HTML到纯文本 - 未知的原始编码

I'm working with PHP, getting html from websites, converting them to plain text and saving them to the database.

They need to be saved to the database in utf-8. My first problem is that I don't know the original encoding, what's the best way to encode to utf-8 from an unknown encoding?

the 2nd issue is the html to plain text conversion. I tried using html2text but it messed up all the foreign utf characters.

What is the best approach?

Edit: It seems the part about plain text is not clear enough. What i need not to just strip the html tags. I want to strip the tags while maintaining a kind of document structure. <p>, <li> tags would convert to line breaks etc and tags like <script> would be completely removed with their content.

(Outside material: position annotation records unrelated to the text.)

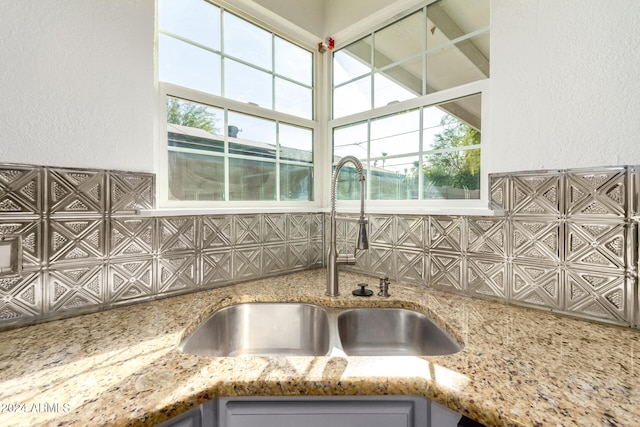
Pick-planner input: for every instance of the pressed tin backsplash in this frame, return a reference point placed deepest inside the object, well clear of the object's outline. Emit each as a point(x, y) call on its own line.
point(568, 243)
point(86, 249)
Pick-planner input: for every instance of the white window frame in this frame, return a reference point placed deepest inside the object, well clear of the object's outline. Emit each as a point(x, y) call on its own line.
point(282, 28)
point(443, 206)
point(167, 90)
point(388, 206)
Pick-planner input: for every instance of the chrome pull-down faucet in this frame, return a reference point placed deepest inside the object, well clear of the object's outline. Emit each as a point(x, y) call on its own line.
point(336, 259)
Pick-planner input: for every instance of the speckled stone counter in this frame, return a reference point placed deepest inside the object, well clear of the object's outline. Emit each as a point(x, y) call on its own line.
point(122, 367)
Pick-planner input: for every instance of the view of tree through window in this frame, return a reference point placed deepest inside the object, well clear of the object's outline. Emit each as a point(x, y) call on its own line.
point(249, 137)
point(267, 159)
point(422, 154)
point(427, 153)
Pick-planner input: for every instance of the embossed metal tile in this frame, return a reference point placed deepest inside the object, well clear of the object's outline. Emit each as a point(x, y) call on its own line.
point(177, 273)
point(274, 258)
point(298, 227)
point(445, 271)
point(21, 190)
point(316, 226)
point(537, 284)
point(297, 255)
point(216, 267)
point(381, 229)
point(76, 240)
point(410, 231)
point(601, 294)
point(596, 192)
point(130, 192)
point(487, 276)
point(596, 244)
point(177, 234)
point(216, 231)
point(376, 260)
point(246, 229)
point(128, 280)
point(410, 266)
point(131, 236)
point(31, 232)
point(76, 191)
point(247, 263)
point(446, 233)
point(536, 239)
point(316, 253)
point(20, 297)
point(74, 287)
point(536, 194)
point(486, 236)
point(274, 228)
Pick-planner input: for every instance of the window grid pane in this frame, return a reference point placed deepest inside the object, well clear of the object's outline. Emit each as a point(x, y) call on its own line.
point(209, 49)
point(423, 154)
point(267, 159)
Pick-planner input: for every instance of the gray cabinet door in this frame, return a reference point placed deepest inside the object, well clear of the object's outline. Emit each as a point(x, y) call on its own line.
point(318, 412)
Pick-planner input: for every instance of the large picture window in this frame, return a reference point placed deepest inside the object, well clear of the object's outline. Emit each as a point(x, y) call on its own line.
point(405, 103)
point(239, 103)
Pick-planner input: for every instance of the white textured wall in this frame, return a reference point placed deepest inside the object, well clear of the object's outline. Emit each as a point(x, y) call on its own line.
point(77, 83)
point(565, 84)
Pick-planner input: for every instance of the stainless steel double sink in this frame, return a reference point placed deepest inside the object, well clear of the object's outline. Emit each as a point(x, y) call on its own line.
point(299, 329)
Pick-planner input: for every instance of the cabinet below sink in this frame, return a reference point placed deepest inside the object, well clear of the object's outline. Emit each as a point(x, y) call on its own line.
point(298, 329)
point(316, 411)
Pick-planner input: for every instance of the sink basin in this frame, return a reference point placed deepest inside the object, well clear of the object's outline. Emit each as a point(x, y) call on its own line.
point(297, 329)
point(262, 329)
point(392, 332)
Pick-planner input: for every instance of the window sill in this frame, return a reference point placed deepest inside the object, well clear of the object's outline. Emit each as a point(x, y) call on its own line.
point(223, 211)
point(450, 211)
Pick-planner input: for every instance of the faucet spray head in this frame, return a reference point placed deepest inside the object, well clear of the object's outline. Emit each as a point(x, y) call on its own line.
point(363, 238)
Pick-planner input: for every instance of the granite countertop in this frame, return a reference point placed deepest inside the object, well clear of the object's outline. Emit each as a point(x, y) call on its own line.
point(122, 367)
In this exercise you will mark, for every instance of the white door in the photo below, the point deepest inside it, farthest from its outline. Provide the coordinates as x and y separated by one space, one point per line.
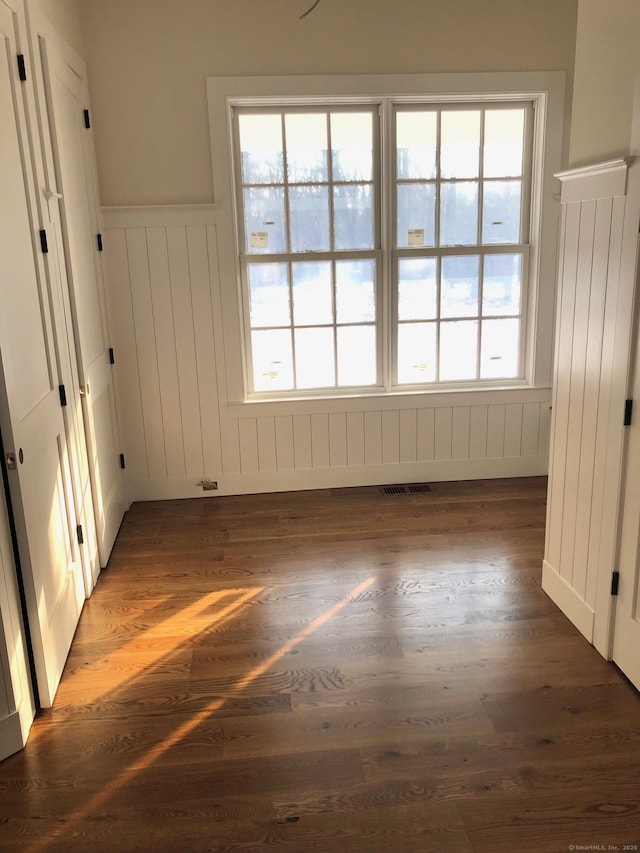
70 139
30 411
17 708
626 638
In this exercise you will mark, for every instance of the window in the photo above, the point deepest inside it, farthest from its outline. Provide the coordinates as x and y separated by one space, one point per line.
310 246
386 243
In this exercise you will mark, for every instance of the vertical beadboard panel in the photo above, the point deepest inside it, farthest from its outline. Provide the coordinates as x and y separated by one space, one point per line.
146 352
586 535
544 429
202 269
597 279
495 431
320 455
184 330
460 432
390 437
569 566
248 437
408 435
165 348
302 441
127 369
443 433
530 429
478 432
373 438
267 455
355 438
513 429
562 385
284 442
426 435
609 441
338 439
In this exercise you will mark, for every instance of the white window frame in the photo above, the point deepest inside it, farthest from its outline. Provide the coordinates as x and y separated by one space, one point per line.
544 89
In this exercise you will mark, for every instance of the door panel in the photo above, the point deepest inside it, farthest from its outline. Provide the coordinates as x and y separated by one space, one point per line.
17 708
30 411
73 157
626 637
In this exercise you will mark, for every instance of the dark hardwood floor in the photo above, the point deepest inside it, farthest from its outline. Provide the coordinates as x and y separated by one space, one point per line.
335 671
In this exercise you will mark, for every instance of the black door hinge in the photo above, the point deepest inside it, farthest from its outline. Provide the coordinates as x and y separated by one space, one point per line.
615 580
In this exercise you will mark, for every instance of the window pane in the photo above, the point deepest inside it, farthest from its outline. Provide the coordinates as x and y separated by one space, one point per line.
416 353
306 140
355 291
416 140
500 342
268 295
458 350
353 216
417 289
459 214
416 215
315 358
312 291
459 290
272 360
357 355
261 147
352 146
501 212
502 284
460 144
309 216
264 220
503 143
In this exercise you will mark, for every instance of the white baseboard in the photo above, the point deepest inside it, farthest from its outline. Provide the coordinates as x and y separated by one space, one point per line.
567 599
339 477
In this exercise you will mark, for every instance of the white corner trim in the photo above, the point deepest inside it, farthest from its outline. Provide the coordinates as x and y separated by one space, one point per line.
149 216
600 180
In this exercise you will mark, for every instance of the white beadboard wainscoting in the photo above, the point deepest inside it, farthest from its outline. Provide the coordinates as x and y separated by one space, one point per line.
594 324
179 427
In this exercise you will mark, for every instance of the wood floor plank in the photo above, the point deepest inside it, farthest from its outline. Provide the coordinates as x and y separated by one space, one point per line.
336 671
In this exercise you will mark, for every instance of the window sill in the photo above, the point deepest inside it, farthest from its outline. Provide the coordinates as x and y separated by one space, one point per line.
518 391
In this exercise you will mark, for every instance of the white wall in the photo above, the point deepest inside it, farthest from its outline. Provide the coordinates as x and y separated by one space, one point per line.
606 68
148 60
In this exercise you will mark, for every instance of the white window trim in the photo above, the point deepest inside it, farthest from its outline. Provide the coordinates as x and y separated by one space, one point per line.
545 89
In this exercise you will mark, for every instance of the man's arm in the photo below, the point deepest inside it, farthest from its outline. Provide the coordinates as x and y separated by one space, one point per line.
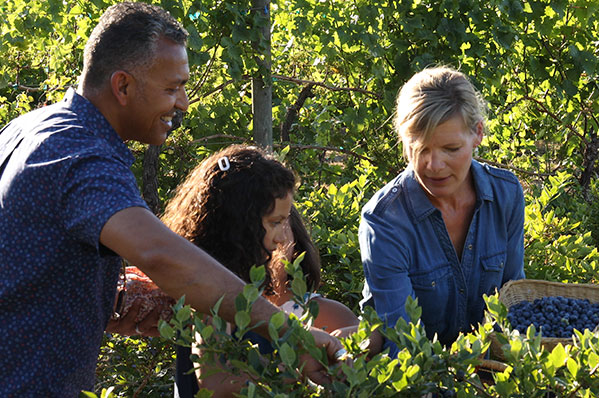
179 268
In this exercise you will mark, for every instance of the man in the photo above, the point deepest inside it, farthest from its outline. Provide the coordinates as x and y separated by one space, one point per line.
70 209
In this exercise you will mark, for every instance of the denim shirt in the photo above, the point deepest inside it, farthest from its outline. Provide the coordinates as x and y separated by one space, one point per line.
406 251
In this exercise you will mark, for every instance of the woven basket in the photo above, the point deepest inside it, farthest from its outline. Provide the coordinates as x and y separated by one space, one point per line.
515 292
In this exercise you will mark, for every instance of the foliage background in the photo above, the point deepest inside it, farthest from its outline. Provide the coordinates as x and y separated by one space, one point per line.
336 69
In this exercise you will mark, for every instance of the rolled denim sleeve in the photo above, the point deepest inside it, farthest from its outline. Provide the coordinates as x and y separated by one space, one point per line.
514 268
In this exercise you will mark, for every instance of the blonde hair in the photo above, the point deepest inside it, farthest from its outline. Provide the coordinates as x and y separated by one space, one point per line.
430 98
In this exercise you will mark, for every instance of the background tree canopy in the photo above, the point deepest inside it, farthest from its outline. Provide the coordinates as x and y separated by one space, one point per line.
336 69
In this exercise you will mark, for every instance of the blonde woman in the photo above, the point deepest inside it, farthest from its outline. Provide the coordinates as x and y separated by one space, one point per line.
448 229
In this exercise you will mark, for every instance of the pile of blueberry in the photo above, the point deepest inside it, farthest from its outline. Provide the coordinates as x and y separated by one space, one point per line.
555 316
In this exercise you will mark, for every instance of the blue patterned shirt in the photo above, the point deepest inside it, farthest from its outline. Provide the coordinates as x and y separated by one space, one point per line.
406 251
64 172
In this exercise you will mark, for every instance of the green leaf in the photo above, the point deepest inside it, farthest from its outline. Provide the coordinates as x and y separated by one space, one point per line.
572 367
242 319
287 354
278 319
558 356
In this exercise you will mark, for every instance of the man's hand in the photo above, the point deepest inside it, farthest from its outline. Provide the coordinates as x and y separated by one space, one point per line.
311 367
127 326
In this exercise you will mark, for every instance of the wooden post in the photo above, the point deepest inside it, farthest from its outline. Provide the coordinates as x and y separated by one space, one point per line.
262 83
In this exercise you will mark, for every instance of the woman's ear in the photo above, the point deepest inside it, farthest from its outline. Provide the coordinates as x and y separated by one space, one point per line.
120 84
479 130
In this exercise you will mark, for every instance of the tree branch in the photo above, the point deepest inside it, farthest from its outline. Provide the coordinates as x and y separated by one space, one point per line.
332 88
293 110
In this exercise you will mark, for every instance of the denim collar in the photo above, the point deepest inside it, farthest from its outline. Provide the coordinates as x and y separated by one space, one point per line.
97 124
421 207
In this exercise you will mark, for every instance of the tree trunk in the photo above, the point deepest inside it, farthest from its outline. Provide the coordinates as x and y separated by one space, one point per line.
262 82
150 180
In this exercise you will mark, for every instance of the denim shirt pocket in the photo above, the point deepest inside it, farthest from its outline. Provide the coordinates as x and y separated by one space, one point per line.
491 273
433 288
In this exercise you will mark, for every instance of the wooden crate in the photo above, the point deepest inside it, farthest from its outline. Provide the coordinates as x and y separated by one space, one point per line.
529 290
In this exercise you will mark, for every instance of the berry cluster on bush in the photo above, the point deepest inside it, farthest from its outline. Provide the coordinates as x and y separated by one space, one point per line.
554 316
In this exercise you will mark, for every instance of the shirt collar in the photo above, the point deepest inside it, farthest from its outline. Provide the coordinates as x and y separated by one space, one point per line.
421 207
97 124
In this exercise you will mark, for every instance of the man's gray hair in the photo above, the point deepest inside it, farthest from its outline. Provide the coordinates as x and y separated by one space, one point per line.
125 39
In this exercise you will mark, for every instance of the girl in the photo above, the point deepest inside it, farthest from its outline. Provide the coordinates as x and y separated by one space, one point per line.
236 206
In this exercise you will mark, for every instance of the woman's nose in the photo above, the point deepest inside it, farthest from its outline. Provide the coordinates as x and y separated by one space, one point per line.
435 162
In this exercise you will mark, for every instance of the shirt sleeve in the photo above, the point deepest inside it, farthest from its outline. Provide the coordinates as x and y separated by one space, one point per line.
386 262
95 188
514 268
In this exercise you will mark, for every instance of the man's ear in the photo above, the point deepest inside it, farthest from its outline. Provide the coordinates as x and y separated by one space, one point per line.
120 84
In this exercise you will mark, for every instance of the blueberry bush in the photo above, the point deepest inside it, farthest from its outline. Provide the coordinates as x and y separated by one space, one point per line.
336 69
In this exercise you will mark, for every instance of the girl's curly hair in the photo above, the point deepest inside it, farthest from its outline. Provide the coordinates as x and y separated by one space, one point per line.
300 243
221 210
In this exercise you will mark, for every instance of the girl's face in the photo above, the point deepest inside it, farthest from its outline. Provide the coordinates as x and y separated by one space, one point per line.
276 223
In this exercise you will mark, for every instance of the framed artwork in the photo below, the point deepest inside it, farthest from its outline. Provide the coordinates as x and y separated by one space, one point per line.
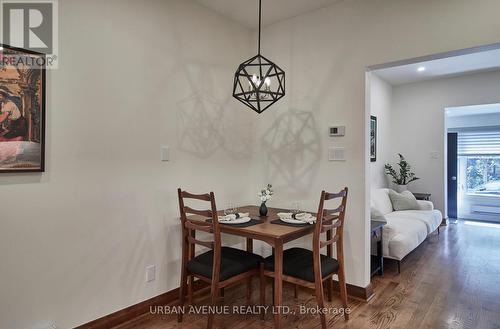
22 110
373 138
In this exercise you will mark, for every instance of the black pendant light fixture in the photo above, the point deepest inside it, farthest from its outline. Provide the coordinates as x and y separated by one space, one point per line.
258 82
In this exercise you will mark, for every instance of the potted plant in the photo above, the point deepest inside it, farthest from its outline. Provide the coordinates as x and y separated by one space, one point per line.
403 177
265 194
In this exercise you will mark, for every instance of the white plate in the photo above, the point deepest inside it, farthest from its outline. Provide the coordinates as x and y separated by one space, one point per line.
240 220
292 221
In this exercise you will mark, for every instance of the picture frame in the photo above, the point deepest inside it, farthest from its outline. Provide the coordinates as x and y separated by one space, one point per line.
22 110
373 138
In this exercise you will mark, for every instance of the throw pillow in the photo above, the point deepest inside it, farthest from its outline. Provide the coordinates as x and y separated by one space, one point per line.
377 215
403 201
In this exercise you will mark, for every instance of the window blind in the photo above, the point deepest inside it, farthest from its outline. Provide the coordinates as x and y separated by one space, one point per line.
479 143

  • Use mb_detect_encoding() for encoding detection.

  • Use strip_tags() to get rid of HTML tags.

Rest of the subjects like formatting the output depends on your needs.

Edit: I don't know if a complete solution exists but this link is really helpful to improve existing html to text PHP scripts on your own.

http://www.phpwact.org/php/i18n/utf-8

This function may be useful to you:

<?php
function FixEncoding($x){
  if(mb_detect_encoding($x)=='UTF-8'){
    return $x;
  }else{
    return utf8_encode($x);
  }
}
?>